First, create a new Pixi workspace with Python and JupyterLab:
cd $WORK
mkdir jupyterlab
cd jupyterlab
pixi init
pixi add python=3.13
pixi add --pypi jupyterlabNext, create a Slurm file that requests one GPU for 30 minutes (in the debug queue, which has higher priority, so that we don’t need to wait so long) and starts the JupyterLab. If you are using the default queue with longer wait times, you can use the options --mail-type and --mail-user to instruct the scheduler to notify you via email that the job started.
nano jupyterlab.slurm#!/bin/bash
# Job Identification and Management
#--------------------------------------
#SBATCH --partition=boost_usr_prod
#SBATCH --qos=boost_qos_dbg
#SBATCH --time=0:30:00
# Resource Request (Hardware)
#--------------------------------------
#SBATCH --nodes=1
#SBATCH --gpus-per-task=1 # up to 4 on LEONARDO
#SBATCH --ntasks-per-node=1 # always 1
#SBATCH --mem=120GB # should be 120GB * gpus-per-task on LEONARDO
#SBATCH --cpus-per-task=8 # should be 8 * gpus-per-task on LEONARDO
# Instruct Slurm to send you an email once the job started:
#--------------------------------------
#SBATCH --mail-type=BEGIN
#SBATCH --mail-user=your.name@example.com
pixi run jupyter lab --ip 0.0.0.0 --no-browserSubmit the job using
sbatch jupyterlab.slurm
Once the job started, open the Slurm output file of the job slurm-<JOBID>.out and look for an URL similar to
http://lrdn3309.leonardo.local:8888/lab?token=a358fb3c7ca7b9e83ab12cf49004fbf45f64e3560e037f15
This URL contains three important elements: The hostname of the compute node that the job runs on (lrdn3309.leonardo.local), the TCP port that the JupyterLab listens at (8888) and the authentication token (a358fb3c7ca7b9e83ab12cf49004fbf45f64e3560e037f15). Next, open an additional SSH connection to Leonardo with a port fowarding tunnel to the compute node.

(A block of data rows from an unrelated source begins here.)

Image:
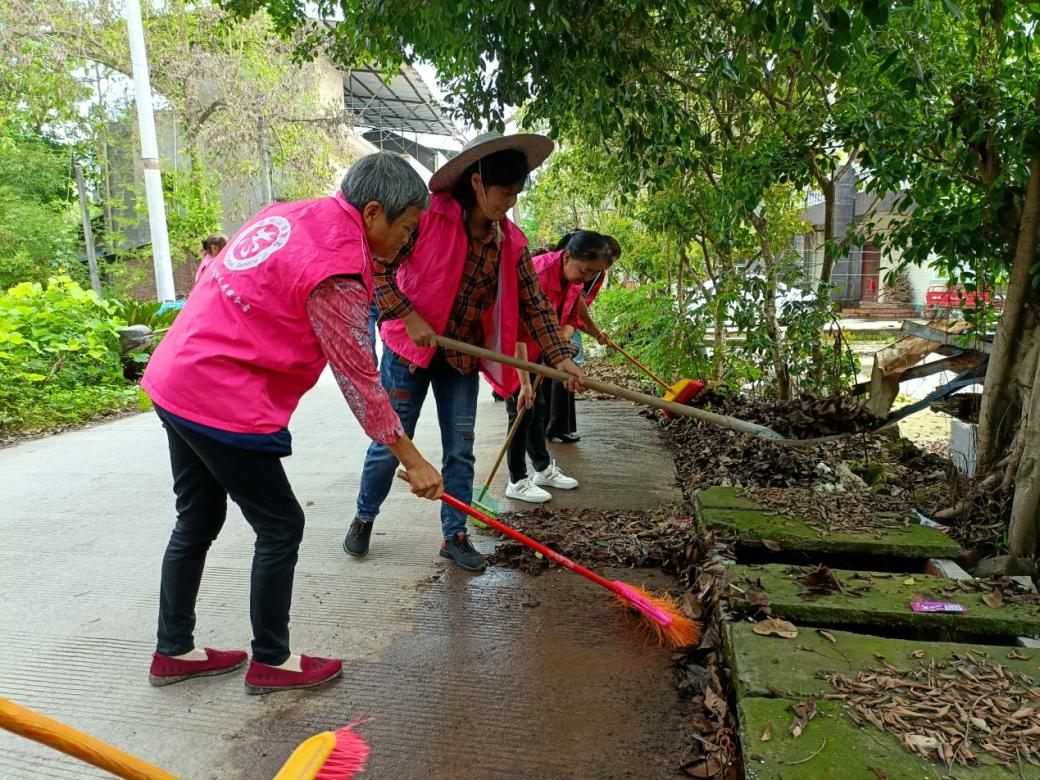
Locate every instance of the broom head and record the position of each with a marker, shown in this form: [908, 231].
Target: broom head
[331, 755]
[682, 392]
[661, 616]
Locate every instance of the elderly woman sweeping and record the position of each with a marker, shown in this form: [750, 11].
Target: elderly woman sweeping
[288, 294]
[467, 275]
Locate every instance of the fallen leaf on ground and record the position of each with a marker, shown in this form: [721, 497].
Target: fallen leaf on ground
[993, 599]
[775, 627]
[804, 711]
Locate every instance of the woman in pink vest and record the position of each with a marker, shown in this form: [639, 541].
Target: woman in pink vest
[562, 423]
[578, 259]
[466, 275]
[288, 295]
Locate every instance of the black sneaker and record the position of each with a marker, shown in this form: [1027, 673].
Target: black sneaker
[460, 550]
[357, 539]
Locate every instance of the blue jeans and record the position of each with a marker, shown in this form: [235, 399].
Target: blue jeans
[456, 395]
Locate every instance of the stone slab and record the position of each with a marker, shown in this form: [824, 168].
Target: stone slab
[725, 509]
[847, 752]
[770, 666]
[885, 605]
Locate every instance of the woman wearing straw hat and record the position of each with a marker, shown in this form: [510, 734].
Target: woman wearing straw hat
[467, 275]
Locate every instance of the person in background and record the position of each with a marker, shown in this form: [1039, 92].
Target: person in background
[287, 296]
[211, 247]
[579, 257]
[466, 275]
[562, 424]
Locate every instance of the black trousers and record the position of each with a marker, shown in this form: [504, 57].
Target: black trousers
[530, 436]
[205, 473]
[563, 417]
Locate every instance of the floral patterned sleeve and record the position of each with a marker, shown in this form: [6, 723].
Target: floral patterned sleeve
[338, 309]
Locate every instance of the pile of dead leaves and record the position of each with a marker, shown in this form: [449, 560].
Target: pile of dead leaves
[859, 512]
[712, 749]
[805, 417]
[950, 711]
[601, 538]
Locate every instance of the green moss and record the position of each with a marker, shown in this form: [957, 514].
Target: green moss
[850, 752]
[764, 665]
[885, 604]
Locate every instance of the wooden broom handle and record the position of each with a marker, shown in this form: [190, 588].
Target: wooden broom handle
[620, 392]
[509, 439]
[637, 363]
[31, 725]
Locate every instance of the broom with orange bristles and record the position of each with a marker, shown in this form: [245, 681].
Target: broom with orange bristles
[331, 755]
[660, 615]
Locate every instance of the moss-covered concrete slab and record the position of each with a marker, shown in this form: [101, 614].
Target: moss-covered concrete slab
[725, 509]
[884, 604]
[769, 666]
[849, 753]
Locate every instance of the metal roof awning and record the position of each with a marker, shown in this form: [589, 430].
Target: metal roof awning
[403, 105]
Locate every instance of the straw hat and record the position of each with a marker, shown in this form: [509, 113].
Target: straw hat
[536, 149]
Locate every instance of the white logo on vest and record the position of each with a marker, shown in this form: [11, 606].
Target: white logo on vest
[257, 242]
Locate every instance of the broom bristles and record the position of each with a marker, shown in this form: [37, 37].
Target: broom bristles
[681, 631]
[347, 758]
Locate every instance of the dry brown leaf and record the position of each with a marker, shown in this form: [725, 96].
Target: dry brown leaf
[775, 627]
[994, 599]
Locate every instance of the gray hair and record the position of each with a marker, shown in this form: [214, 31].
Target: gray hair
[388, 180]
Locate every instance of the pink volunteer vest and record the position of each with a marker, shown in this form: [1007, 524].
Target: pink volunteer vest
[548, 267]
[430, 278]
[241, 353]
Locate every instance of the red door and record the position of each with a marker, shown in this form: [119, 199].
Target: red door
[869, 271]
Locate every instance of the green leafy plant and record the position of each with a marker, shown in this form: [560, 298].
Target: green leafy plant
[59, 356]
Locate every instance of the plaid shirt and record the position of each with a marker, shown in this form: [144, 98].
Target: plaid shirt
[475, 295]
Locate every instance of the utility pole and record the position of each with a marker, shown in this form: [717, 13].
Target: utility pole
[150, 155]
[92, 259]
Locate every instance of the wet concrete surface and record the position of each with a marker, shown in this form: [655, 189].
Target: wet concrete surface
[507, 675]
[464, 676]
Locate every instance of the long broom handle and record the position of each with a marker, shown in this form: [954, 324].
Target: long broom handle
[639, 365]
[681, 410]
[509, 440]
[24, 722]
[526, 541]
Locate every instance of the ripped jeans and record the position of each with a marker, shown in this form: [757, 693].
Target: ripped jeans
[456, 396]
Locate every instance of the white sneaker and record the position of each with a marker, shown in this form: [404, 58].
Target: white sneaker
[525, 490]
[553, 477]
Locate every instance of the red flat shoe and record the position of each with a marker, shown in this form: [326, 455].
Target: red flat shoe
[166, 671]
[261, 678]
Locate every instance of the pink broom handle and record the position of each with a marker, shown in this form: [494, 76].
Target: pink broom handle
[616, 587]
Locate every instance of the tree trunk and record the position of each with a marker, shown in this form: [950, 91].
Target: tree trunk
[1022, 528]
[828, 188]
[1001, 409]
[770, 312]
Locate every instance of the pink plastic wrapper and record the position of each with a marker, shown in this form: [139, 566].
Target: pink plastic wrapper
[937, 606]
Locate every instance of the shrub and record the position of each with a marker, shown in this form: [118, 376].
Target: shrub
[59, 356]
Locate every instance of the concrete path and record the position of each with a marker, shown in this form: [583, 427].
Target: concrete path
[463, 676]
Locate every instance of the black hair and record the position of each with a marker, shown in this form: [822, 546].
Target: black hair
[587, 244]
[504, 169]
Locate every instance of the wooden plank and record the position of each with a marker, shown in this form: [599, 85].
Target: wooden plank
[885, 604]
[727, 510]
[925, 332]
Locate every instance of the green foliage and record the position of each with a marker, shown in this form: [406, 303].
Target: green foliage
[59, 356]
[37, 223]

Execute the following line, replacing lrdn3309.leonardo.local with the compute node that your job runs on and 8888 with the port that your JupyterLab listens on:
ssh -N -L 8000:lrdn3309.leonardo.local:8888 login.leonardo.cineca.itThe option -N tells ssh to establish only the port forwarding tunnel, without opening a shell. The option -L local_port:remote_computer:remote_port specifies that any connection to local_port on the local machine will be securely forwarded to remote_computer at remote_port through the SSH connection.
After the ssh tunnel is established, you can open the JupyterLab in your browser at the URL http://localhost:8000/. You will be asked for your authentication token — enter the token from the Slurm output file.
Once you are finished, close JupyterLab either by selecting „File“ — „Shut Down“ from the menu or by cancelling the job using scancel <JOBID> . This ensures that the job stops running, previnting unnecessary use of resources after you have finished your work.